Sabemos que José e Maria, pressurosamente, procuraram um lugar mais digno para o nascimento de Jesus. Mas tudo lhes foi recusado. Nem em casas particulares – talvez de alguns parentes do artesão, cuja família era oriunda de Belém, a terra de David, seu antepassado –, até à estalagem a que foram bater, certamente a abarrotar de israelitas que tinham chegado até aí para cumprirem o incómodo recenseamento que o longínquo imperador de Roma havia ordenado. Não foi, pois, por incúria ou pouco esforço dos seus pais que Jesus nasceu no presépio. As circunstâncias mostraram-se o mais adversas possível. Dir-se-ia que a indiferença e o egoísmo humano foram os grandes motores da recusa sistemática ao bom acolhimento desses jovens viandantes, apesar das súplicas e razões apresentadas por José.
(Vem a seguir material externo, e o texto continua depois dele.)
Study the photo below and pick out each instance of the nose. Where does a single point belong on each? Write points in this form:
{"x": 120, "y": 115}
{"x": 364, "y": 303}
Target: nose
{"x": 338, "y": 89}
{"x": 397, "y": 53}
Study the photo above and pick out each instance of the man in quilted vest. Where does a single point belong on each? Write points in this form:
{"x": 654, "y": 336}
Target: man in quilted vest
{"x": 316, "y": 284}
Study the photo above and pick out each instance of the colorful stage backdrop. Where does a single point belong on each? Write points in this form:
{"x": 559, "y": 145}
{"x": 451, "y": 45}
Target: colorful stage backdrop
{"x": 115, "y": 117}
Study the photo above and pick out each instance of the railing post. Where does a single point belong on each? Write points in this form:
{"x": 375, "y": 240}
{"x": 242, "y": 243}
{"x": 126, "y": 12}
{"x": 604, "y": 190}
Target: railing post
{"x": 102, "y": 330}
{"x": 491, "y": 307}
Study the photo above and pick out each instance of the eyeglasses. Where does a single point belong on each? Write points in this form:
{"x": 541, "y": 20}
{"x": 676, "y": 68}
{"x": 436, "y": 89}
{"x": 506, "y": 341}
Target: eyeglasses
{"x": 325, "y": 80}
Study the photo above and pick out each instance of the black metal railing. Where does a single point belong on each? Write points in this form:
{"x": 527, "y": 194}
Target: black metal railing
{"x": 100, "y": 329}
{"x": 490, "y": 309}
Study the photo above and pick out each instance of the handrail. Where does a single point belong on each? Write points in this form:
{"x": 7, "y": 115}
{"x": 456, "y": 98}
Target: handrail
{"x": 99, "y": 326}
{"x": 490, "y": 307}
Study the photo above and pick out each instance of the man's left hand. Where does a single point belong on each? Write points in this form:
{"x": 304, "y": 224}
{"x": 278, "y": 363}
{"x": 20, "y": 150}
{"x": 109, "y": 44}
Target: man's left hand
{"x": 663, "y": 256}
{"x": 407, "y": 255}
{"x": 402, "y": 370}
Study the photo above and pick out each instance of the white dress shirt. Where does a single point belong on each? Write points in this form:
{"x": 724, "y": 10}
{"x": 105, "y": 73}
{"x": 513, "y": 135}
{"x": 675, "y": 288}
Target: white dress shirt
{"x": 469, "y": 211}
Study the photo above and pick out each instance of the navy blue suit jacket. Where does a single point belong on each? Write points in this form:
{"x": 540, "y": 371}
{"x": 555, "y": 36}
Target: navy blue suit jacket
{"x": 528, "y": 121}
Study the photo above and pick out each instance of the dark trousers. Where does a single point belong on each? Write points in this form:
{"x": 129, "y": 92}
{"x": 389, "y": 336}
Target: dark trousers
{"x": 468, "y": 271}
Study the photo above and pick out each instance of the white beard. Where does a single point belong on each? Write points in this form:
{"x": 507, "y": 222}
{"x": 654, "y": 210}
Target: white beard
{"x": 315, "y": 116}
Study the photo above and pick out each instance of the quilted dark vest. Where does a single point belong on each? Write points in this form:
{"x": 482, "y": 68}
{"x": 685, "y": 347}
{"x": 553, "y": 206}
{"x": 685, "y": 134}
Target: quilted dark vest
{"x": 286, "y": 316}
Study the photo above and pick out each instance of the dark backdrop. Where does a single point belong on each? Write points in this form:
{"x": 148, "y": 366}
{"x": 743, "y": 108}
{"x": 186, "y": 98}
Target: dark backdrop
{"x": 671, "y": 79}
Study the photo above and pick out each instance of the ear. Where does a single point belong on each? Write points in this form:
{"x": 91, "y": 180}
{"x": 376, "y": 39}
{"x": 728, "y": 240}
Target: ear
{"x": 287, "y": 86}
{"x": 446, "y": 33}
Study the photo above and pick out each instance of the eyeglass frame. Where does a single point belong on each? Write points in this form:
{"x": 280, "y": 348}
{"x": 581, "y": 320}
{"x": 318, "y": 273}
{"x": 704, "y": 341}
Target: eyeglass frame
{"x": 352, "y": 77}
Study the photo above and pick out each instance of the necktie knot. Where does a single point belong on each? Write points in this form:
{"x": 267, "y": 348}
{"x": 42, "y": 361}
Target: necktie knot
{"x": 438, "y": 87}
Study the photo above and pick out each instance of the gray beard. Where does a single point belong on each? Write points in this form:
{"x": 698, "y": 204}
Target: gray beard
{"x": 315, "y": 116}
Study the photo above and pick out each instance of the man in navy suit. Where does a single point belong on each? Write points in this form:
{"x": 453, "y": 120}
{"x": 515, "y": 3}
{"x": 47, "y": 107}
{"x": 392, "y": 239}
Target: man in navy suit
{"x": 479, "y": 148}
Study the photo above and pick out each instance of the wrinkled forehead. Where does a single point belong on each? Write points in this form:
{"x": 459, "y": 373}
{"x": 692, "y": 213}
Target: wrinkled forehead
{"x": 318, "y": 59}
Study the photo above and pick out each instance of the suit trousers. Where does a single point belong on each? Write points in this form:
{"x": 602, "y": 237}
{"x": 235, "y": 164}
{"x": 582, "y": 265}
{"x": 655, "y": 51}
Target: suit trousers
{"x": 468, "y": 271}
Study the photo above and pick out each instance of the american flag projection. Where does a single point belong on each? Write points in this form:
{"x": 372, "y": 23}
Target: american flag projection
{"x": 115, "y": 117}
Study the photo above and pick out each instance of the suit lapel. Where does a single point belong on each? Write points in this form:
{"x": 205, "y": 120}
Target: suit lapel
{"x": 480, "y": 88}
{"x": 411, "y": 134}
Como que houve um cruzar de braços universal, acompanhado por expressões “tenham paciência”, “não posso tratar agora do vosso problema”, “arranjem-se como puderem”, “como se atrevem a importunar gente de bem a esta hora?”, etc.

Com grande dor de alma, sobretudo por parte de José, apareceu, como recurso último, o presépio. Com que vergonha e pena não veria a situação de Maria agravar-se de momento a momento, sem conseguir encontrar um final minimamente adequado. A futura mãe de Jesus acalmá-lo-ia, dava-lhe ânimo e tentava despreocupá-lo. É provável que José não tenha deixado entrar Maria naquele tugúrio, sem que primeiro o tenha asseado minimamente.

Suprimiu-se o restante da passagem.